The hydrogenation equipment consisted of: insert piston pump, preheater, hydrogenation reactor, cooler and separator. VA reactors, 25 mm inside diameter, 700 mm length, with double jacket were used as hydrogenation reactors. The reactors were filled with 400 ml of catalyst. The free space above was filled with AI ₂ 0 ₃ balls. These served simultaneously as a liquid distributor and as an additional preheating zone.

The hydrogenation was carried out in the trickle phase with a trimer from a C ₄ oligomerization (isododecene) as the starting product and with a hydrogen obtained in cracking plants with approx. 15% methane at 26 bar and an LHSV of 1.5. The feed was preheated to 180 ° C and hydrogenated at a reactor temperature of 220 ° C. The criterion for the hydrogenation performance, the bromine number (g _Br2 / 100 g) serving of the hydrogenated product. A bromine number of 0.1 g _Br2 / 100 g was regarded as the limit of the product specification, and exceeding this limit value was considered as deactivation of the catalyst.

Example 5 (for comparison)

As previously described, untreated isododecene was used to fully hydrogenate the olefins in the hydrogenation apparatus. The catalyst contained 18 g Pd / ℓ on A1 ₂ 0 ₃ , impregnated only on the surface. Fresh hydrogen was added to the reactor as exhaust gas was removed. The amount of exhaust gas was 200 i / h.

The course of the bromine number over the catalyst runtime is summarized in the following table:

Example 6

As in Example 5, but the isododecene feed was treated with an anion exchanger before entering the hydrogenation.
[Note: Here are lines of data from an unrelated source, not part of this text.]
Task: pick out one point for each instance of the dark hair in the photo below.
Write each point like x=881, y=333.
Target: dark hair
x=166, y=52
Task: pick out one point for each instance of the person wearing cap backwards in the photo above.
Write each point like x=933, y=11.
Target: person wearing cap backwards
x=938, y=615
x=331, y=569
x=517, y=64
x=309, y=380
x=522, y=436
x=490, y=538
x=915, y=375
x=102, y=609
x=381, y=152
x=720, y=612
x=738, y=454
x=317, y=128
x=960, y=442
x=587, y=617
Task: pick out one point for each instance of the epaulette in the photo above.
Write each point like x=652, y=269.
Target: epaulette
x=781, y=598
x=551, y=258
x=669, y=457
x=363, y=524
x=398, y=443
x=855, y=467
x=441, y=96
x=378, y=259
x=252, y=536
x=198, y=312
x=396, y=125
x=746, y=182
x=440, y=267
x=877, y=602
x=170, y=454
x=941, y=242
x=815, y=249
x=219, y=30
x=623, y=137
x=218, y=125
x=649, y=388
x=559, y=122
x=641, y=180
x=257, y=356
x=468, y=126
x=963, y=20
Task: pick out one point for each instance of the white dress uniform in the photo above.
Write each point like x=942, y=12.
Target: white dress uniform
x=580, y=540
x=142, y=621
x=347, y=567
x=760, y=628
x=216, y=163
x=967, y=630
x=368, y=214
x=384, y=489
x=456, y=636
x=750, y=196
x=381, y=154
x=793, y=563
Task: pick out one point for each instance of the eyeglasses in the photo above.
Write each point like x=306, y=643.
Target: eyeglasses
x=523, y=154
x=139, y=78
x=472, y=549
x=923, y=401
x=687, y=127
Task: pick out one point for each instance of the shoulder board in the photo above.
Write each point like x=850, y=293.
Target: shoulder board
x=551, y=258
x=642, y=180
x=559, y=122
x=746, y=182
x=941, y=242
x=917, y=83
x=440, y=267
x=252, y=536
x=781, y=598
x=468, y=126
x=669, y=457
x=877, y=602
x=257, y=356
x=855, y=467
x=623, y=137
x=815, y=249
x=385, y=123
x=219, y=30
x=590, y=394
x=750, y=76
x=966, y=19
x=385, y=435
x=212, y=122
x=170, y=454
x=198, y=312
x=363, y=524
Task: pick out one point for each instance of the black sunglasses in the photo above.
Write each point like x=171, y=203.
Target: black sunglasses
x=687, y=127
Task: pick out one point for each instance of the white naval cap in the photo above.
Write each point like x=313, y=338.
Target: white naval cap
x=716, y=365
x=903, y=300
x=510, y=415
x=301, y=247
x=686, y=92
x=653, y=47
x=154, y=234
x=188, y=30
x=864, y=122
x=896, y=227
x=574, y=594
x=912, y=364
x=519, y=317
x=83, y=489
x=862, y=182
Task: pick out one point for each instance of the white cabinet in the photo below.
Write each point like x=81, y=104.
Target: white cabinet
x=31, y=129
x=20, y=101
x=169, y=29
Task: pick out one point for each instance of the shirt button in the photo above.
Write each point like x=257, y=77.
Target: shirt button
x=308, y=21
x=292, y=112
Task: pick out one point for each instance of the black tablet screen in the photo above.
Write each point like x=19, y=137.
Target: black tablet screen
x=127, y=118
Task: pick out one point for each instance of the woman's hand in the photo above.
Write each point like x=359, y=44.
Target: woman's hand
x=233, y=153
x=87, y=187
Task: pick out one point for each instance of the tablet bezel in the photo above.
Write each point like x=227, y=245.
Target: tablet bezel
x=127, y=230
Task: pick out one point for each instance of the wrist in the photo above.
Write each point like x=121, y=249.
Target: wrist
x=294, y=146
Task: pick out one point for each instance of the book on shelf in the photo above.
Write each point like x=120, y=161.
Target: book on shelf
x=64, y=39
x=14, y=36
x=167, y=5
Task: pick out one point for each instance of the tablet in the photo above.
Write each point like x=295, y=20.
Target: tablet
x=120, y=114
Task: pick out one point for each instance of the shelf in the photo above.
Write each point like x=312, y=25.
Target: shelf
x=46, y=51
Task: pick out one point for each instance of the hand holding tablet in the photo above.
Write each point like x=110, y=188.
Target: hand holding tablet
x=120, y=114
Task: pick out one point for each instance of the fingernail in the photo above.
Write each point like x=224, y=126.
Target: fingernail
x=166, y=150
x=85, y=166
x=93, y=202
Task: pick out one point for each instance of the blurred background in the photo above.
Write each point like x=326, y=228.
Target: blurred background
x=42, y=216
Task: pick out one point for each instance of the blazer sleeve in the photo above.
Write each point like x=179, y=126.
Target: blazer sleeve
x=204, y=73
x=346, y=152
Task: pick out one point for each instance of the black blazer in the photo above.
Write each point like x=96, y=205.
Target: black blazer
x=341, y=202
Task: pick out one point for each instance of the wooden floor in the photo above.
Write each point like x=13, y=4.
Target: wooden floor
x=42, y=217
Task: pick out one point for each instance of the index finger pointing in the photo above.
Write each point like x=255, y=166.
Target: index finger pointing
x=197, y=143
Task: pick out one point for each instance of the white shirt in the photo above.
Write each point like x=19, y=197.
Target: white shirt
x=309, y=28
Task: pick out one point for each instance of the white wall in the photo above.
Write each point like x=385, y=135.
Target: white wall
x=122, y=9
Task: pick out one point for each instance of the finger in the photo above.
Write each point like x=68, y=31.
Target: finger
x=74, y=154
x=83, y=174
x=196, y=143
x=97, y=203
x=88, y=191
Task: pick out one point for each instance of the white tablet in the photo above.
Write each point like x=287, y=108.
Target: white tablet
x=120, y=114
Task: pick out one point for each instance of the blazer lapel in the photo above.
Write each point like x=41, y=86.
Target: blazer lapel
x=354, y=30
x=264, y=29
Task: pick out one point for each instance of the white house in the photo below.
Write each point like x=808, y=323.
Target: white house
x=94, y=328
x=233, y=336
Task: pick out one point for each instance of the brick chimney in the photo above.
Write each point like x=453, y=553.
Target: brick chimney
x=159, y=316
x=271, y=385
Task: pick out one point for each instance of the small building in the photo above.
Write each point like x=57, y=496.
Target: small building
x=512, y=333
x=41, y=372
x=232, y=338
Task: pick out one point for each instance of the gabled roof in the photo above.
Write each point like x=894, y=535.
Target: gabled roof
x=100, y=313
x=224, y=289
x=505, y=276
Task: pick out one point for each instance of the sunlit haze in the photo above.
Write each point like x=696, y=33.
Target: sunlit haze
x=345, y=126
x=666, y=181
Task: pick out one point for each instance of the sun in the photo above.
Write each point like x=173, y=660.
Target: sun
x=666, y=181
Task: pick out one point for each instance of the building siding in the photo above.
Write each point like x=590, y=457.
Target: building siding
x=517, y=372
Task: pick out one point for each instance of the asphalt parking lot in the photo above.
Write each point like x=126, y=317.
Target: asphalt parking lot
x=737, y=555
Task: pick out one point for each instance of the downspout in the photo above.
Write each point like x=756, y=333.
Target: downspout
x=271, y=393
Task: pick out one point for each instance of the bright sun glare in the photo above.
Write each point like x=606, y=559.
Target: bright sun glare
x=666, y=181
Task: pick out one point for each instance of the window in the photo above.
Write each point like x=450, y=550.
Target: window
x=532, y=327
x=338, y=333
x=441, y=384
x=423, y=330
This anion pre-cleaning was carried out in a fixed bed reactor at 20 ° C practically without pressure using an anion exchange mixture consisting of a part of weakly basic, macroporous ion exchanger based on polystyrene in the OH form (Bayer Lewatit MP 62) and a part of strongly basic, gel-like ion exchanger based on polystyrene in the CI 'form (Bayer Lewatit M 500).

Gegenüber Beispiel 5 ist eine erhebliche Verlängerung der Katalysatorlaufzeit durch die Behandlung des Einsatzproduktes mit Anionentauscher erreicht worden.The reactor consisted of a glass tube 350 mm long and 35 mm wide and was completely filled with the anion exchange mixture.

Compared to Example 5, a considerable increase in the catalyst runtime has been achieved by treating the feed product with an anion exchanger.

Claims (7)

1. Process for the hydrogenation of hydrocarbons, characterised in that hydrocarbons and hydrocarbon mixtures consisting of cracked fractions are treated with anion exchangers at a temperature of 0 to 120°C, under a pressure of 1 to 100 bars and at a space velocity (LHSV) of 0.1 to 10 f of hydrocarbons per ℓ of exchanger and are then hydrogenated catalytically in a known manner.

2. Process according to claim 1, characterised in that the anion exchangers used are those having a matrix composed of styrene/divinylbenzene and a gel or macroporous structure.

3. Process according to claim 1 and 2, characterised in that it is carried out at 10 to 50°C.

4. Process according to claim 1 to 2, characterised in that it is carried out at 20 to 30°C.

5. Process according to claims 1 to 4, characterised in that mixtures which contain unsaturated hydrocarbons and originate from cracking plants are used.

6. Process according to claims 1 to 4, characterised in that mixtures which are obtained by partial hydrogenation and contain unsaturated hydrocarbons, are used.

7. Process according to claims 1 to 4, characterised in that mixtures which are obtained by catalytic oligomerisation of C₃ and/or C₄ olefines and which contain unsaturated hydrocarbons, are used.